AWS Database Services: Streams (DynamoDB & Kinesis)
In the world of modern cloud architecture, databases are no longer just static repositories of data; they are sources of continuous events. Database Streams capture a time-ordered sequence of item-level modifications in a table, allowing you to react to changes in real-time.
The Analogy
Think of a Database Stream like a security camera feed for a high-security vault. While the database is the vault itself (storing the gold), the stream is the live video recording every time someone enters, adds something, or removes something. If a motion sensor (a Trigger) detects a change on the video feed, it can automatically sound an alarm or turn on the lights (Lambda functions).
1. DynamoDB Streams
DynamoDB Streams captures changes to items in a DynamoDB table at the moment they happen. It provides a 24-hour rolling window of changes.
- Ordering: Items appear in the stream in the exact order the modifications occurred.
- Deduplication: Each modification appears exactly once in the stream.
- Retention: Data is automatically deleted after 24 hours. This is a hard limit.
- Shards: The stream is composed of shards.
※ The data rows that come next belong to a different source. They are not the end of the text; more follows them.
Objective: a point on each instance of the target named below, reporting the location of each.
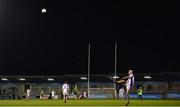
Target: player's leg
(141, 98)
(120, 81)
(127, 94)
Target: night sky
(55, 43)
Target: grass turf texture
(88, 103)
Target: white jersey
(130, 81)
(65, 87)
(28, 92)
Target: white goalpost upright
(115, 68)
(89, 62)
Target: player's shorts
(65, 93)
(128, 87)
(28, 94)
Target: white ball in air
(43, 10)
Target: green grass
(88, 103)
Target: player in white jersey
(129, 83)
(65, 89)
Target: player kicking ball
(129, 82)
(65, 89)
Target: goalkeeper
(139, 92)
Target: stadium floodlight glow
(22, 79)
(115, 77)
(83, 78)
(4, 79)
(147, 77)
(50, 79)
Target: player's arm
(125, 77)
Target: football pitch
(88, 103)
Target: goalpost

AWS manages shard rotation and scaling automatically.
Stream View Types (Crucial for Exam)
When enabling a stream, you must choose what information is written to it:
- KEYS_ONLY: Only the key attributes of the modified item.
- NEW_IMAGE: The entire item as it appears after the modification.
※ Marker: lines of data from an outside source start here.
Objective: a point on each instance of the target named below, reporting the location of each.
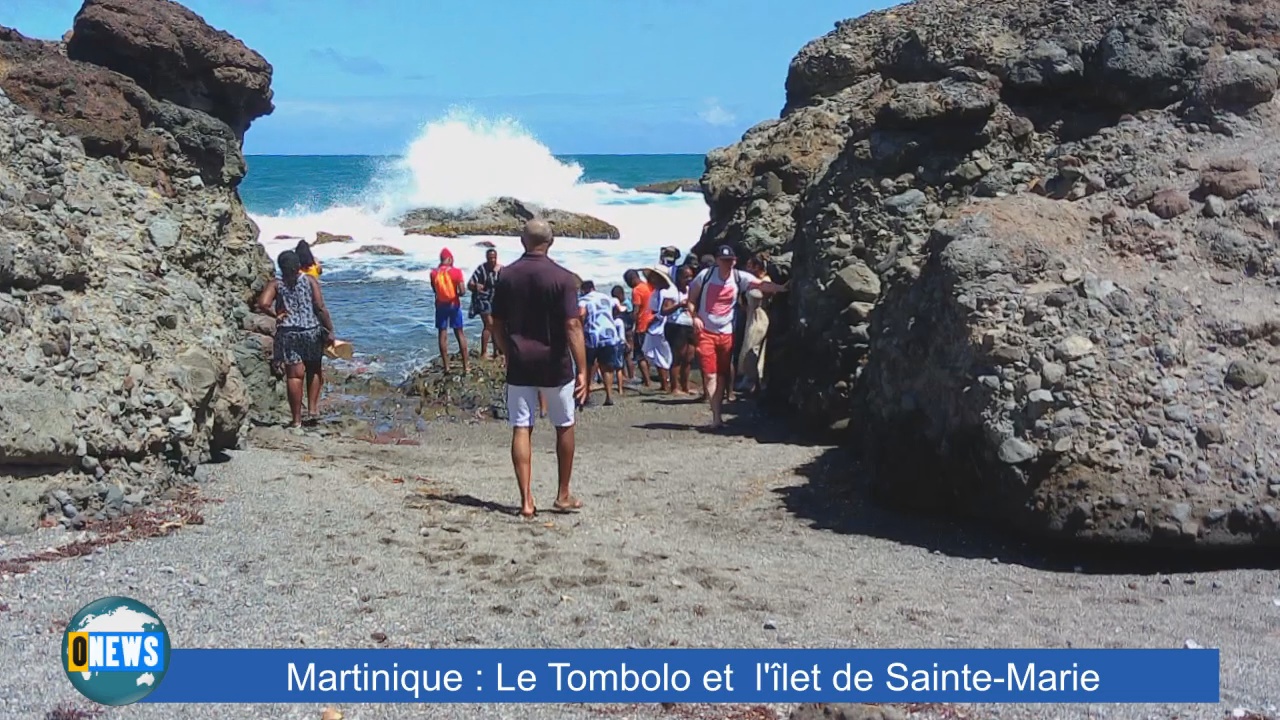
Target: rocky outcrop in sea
(1033, 258)
(127, 261)
(668, 187)
(503, 217)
- OLD_IMAGE: The entire item as it appeared before the modification.
- NEW_AND_OLD_IMAGES: Both the new and the old images of the item.
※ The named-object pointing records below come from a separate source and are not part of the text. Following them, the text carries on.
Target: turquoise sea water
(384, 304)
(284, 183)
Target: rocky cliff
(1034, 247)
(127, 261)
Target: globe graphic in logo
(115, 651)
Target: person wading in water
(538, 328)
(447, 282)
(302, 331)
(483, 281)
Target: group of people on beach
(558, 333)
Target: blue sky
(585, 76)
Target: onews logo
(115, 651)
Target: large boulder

2. Kinesis Data Streams (KDS) for DynamoDB
Introduced as an alternative to native DynamoDB Streams, KDS offers more flexibility for high-volume or long-retention needs.
- Retention: Up to 365 days (default 24 hours).
- Multiple Consumers: Supports more consumers than native streams (which are limited to 2 simultaneous consumers per shard).
- Enhanced Fan-out: Provides dedicated throughput for consumers.
3. Comparison Table: Choosing Your Stream
| Feature | DynamoDB Streams | Kinesis Data Streams |
|---|---|---|
| Retention | Fixed 24 Hours | 1 Day to 365 Days |
| Consumers | Max 2 per shard | Up to 20+ (Enhanced Fan-out) |
| Ordering | Guaranteed per item | Guaranteed per partition key |
| Integration | Native with Lambda/Global Tables | Kinesis Data Analytics/Firehose |
| Cost Model | Read Request Units | Shard Hour + PUT Payload units |
Exam Tips and Gotchas
- Global Tables: DynamoDB Global Tables require DynamoDB Streams to be enabled for cross-region replication.
- The 24-Hour Wall: If an exam scenario mentions needing to process changes from 3 days ago, DynamoDB Streams is the wrong answer; use Kinesis Data Streams.
- Lambda Triggers: This is the most common architectural pattern. DynamoDB Stream -> Lambda -> SNS/SQS/S3.
- Shard Exhaustion: If you have more than 2 processes reading from a DynamoDB Stream shard simultaneously, you may face throttling.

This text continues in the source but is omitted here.